Es sollte dabei immer zwingend erforderlich sein, dass die zu prüfende Person ständig das Mikrofon und die Kamera eingeschaltet hat, um mögliche Täuschungsversuche zu erkennen. Zudem sollten die Zeiten für die Antworten kurz gehalten werden, damit nicht im Internet nachgeschaut werden kann oder eine dritte Person im Hintergrund (auf der Kamera abgewandten Seite) helfen kann. Zudem sollte man darauf achten, dass möglichst in die Kamera geschaut wird.
Dieses sind neue Probleme, die sich ergeben, dafür fallen andere Probleme, wie Verspätungen im öffentlichen Personenverkehr, ein Defekt am eigenen Fortbewegungsmittel und ein Stau auf dem Weg zur Prüfung weg.
Die Fragen könnten noch in einem Chat oder virtuellen Whiteboard visualisiert werden, damit Übertragungsschwierigkeiten beim Audio abgemildert werden.
4. Klausuren
Der fast schwierigste Bereich ist der der Klausuren. Diese werden in der Regel unter Aufsicht und mit beschränkten Hilfsmitteln geschrieben sowie nach Feststellung der Personalien der zu prüfenden Personen. Dieses ist digital in dieser Form nicht zu verwirklichen. Aber vielleicht ergibt sich durch eine Digitalisierung eine mögliche kompetenz- und handlungsorientierte Prüfungsart.
Möglich wäre es eine Aufgabenstellung zu einem bestimmten Zeitpunkt zum Download bereit zu stellen und dann eine (wie bei einer Klausur) Bearbeitungszeit zu geben, an deren Ende die Lösung wieder hochgeladen sein muss. Anschließend wird die Möglichkeit des Hochladens technisch blockiert. So wird gewährleistet, dass alle zu prüfenden Personen die identische Zeit zur Bearbeitung haben (wie in einer Präsenzklausur). Auch hier empfiehlt sich eine eidesstattliche Versicherung, damit Täuschungsversuche weitgehend vermieden werden.
Inhaltlich sollte eine solche „Klausur“ (Der Begriff „Klausur“ wird in „“ geschrieben, da die Prüfungsform eine andere Bezeichnung verdient hat, da es sich auch um eine andere Art der Prüfung handelt und auch eine begriffliche Abgrenzung hilfreich ist, auch in Bezug auf die Formulierung in einer Prüfungsordnung).

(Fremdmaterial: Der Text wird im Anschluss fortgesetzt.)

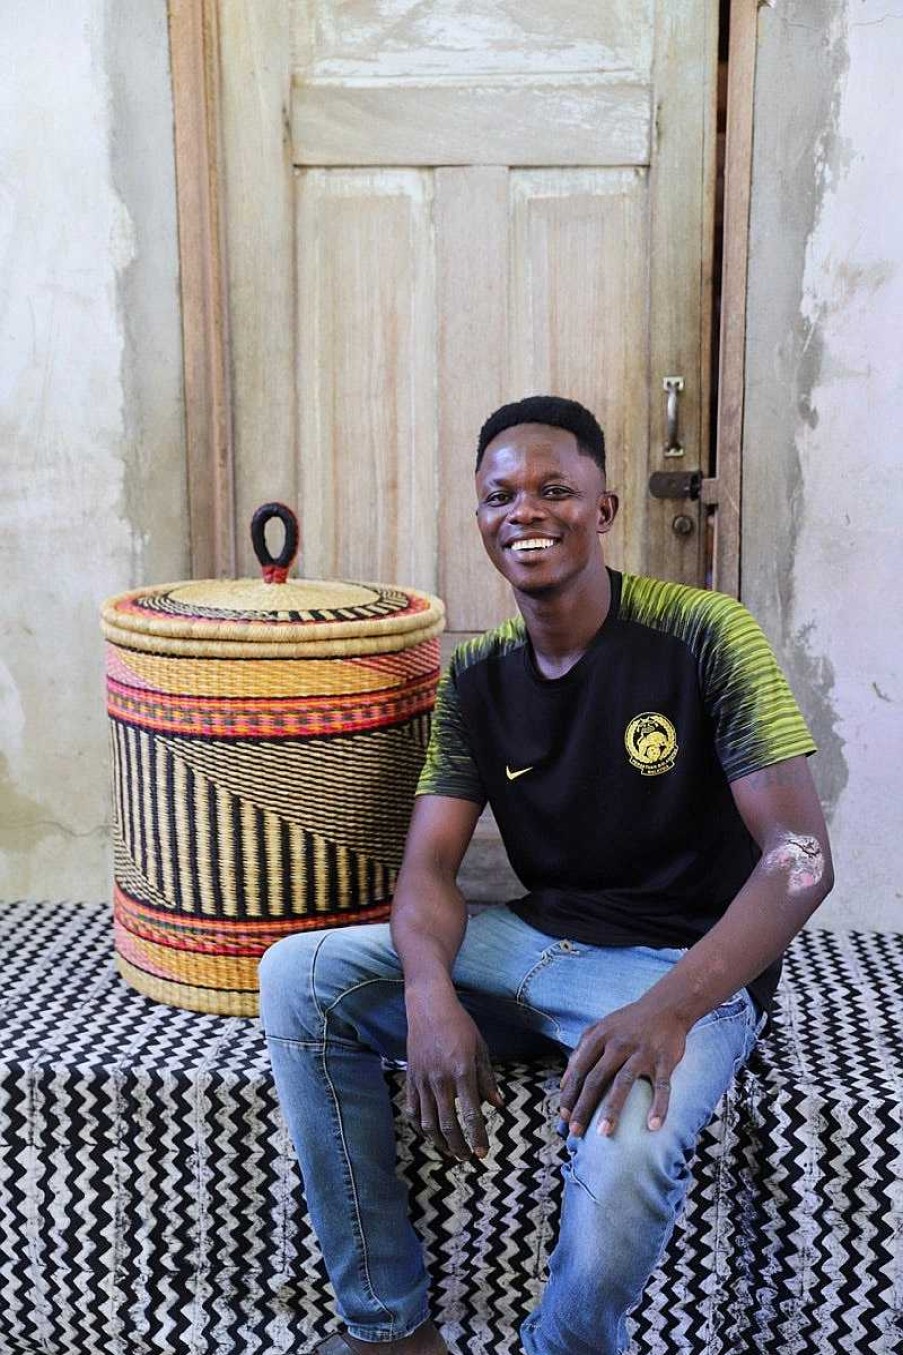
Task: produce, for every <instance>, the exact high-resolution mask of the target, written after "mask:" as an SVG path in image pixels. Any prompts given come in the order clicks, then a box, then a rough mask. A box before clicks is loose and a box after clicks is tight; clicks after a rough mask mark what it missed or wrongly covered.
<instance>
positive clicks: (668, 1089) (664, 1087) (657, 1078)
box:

Aufgaben, die eine Transferleistung erfordern enthalten, damit ein Absprechen der einzelnen zu prüfenden Personen vermieden wird, ebenso wie ein Abschreiben aus Skripten oder Büchern oder dem Internet. Hier liegt auch die Chance zu mehr Handlungsorientierung bei diesen „Klausuren“ zu kommen. Zudem sollten die Aufgaben so gestaltet sein, dass sie in der zur Verfügung stehenden Zeit für die meisten zu prüfenden Personen nicht zu schaffen sind, so dass ein weiteres Korrektiv zu möglichen Täuschungsversuchen vorhanden ist. Die dann entsprechen fehlenden Bearbeitungen können dann bei der Bewertung (zu Gunsten der zu prüfenden Personen) berücksichtigt werden. Ein Nachteil für die prüfenden Personen ist, dass die Aufgaben in Umlauf geraten und dadurch in der nächsten Zeit nicht mehr genutzt werden können.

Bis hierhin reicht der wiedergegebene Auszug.